Is a solvable group satisfying a semigroup law?

Question

Let $S$ be the free semigroup on the set $\{x_1,\ldots ,x_n\}$, where $n$ is a positive integer. Suppose that $\mu=\mu (x_1,\ldots ,x_n)$ and $\nu = \nu (x_1,\ldots ,x_n)$ are two elements in $S$. We say that $\mu=\nu$ is a semigroup law in a group $G$ if for every $n$-tuple $(g_1,\ldots , g_n)$ of elements of $G$, we have $\mu (g_1,\ldots , g_n)=\nu (g_1,\ldots , g_n)$.

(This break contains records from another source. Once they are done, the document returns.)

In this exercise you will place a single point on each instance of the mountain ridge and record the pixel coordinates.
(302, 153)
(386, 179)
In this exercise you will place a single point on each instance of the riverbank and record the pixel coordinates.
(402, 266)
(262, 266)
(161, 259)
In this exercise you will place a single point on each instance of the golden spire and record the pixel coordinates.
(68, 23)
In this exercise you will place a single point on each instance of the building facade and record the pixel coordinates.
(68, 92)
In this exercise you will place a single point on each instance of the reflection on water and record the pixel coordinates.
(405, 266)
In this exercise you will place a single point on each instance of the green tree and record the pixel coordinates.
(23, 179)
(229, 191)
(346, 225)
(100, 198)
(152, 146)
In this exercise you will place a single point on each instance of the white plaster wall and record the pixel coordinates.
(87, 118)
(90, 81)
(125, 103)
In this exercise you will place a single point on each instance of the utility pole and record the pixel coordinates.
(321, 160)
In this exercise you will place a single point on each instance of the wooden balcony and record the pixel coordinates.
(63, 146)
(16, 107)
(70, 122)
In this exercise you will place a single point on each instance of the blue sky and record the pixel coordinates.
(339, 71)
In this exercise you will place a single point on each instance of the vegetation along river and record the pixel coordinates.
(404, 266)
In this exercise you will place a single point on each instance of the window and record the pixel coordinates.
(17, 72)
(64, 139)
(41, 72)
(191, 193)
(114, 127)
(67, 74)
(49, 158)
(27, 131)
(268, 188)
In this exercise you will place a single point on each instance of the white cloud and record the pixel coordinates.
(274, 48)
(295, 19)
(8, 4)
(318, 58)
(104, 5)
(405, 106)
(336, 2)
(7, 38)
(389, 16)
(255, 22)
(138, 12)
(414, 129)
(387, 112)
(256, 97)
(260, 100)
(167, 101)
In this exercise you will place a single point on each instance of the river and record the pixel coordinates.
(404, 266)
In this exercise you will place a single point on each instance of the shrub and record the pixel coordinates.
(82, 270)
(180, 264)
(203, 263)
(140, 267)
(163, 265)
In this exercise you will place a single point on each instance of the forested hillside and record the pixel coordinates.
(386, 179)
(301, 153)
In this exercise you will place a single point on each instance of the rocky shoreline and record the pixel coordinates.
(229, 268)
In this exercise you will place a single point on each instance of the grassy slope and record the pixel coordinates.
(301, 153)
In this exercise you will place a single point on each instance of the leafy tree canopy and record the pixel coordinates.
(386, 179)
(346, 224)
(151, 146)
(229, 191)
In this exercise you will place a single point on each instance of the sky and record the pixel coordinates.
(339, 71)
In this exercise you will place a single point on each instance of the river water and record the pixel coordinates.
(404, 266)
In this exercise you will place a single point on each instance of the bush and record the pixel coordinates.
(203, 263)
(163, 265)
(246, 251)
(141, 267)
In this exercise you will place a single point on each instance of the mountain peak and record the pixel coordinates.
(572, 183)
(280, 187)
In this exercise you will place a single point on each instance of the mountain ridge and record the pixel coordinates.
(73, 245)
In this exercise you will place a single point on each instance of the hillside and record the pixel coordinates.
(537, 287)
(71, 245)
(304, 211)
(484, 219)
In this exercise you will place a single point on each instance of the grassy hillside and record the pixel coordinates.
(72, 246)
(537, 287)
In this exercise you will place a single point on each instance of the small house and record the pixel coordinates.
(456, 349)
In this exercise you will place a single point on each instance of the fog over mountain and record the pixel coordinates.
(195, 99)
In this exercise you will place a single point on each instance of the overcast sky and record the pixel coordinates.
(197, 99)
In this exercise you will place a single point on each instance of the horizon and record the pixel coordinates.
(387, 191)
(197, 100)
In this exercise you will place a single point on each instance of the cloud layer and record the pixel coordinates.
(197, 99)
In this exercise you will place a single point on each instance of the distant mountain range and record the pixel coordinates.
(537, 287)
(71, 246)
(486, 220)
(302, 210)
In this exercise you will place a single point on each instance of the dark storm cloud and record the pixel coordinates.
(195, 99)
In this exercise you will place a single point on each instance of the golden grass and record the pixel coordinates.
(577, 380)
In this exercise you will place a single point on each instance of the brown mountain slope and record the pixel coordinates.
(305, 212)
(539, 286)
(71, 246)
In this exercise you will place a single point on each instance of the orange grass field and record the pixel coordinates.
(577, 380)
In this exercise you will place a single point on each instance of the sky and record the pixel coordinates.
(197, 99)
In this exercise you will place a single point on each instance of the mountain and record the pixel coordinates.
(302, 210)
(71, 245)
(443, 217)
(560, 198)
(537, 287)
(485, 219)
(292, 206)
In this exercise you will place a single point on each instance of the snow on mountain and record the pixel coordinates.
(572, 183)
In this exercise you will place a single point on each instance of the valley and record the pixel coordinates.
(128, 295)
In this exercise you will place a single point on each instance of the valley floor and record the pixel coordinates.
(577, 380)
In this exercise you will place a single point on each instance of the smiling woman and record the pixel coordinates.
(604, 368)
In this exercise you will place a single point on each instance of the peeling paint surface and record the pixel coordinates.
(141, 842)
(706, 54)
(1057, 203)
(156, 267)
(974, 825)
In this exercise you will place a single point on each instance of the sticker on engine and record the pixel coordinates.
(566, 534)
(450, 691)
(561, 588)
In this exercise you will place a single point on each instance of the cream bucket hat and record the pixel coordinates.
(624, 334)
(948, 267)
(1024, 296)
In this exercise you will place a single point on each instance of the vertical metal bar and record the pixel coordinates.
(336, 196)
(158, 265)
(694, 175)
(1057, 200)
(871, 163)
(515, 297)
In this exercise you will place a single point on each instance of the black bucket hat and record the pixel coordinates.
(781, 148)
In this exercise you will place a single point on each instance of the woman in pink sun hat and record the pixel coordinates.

For example an Abelian group satisfies the semigroup law $\mu=\nu$ where $\mu (x_1,x_2)=x_1x_2$ and $\nu (x_1,x_2)=x_2x_1$. And similarly for nilpotent groups of class $c$ we can find a finite sequence of semigroup laws $\mu_1=\nu_1,\ldots,\mu_c=\nu_c$.

Now I am looking for semigroup laws that solvable groups are expressible by them.

Answer 1

The generators of a free metabelian group of rank two generate a free subsemigroup so there is no semigroup law defining solvable of derived length 2. Much smaller metabelian groups, like the lamplighter group, also have free subsemigroups of rank 2.

Update. It is proved in J. A. Lewin and T. Lewin,' Semigroup laws in varieties of solvable groups', Proc. Cambridge Philos. 5oc. 65(1969), 1-9 that a finitely generated solvable group satisfies a semigroup law iff it is virtually nilpotent so the answer is no in an extreme sense.

Update 2. As pointed out by @YCor, Rosenblatt proved a finitely generated solvable group that is not virtually nilpotent (or in the paper he works with polynomial growth) has a free subsemigroup on two generators. The reference can be found in the comments.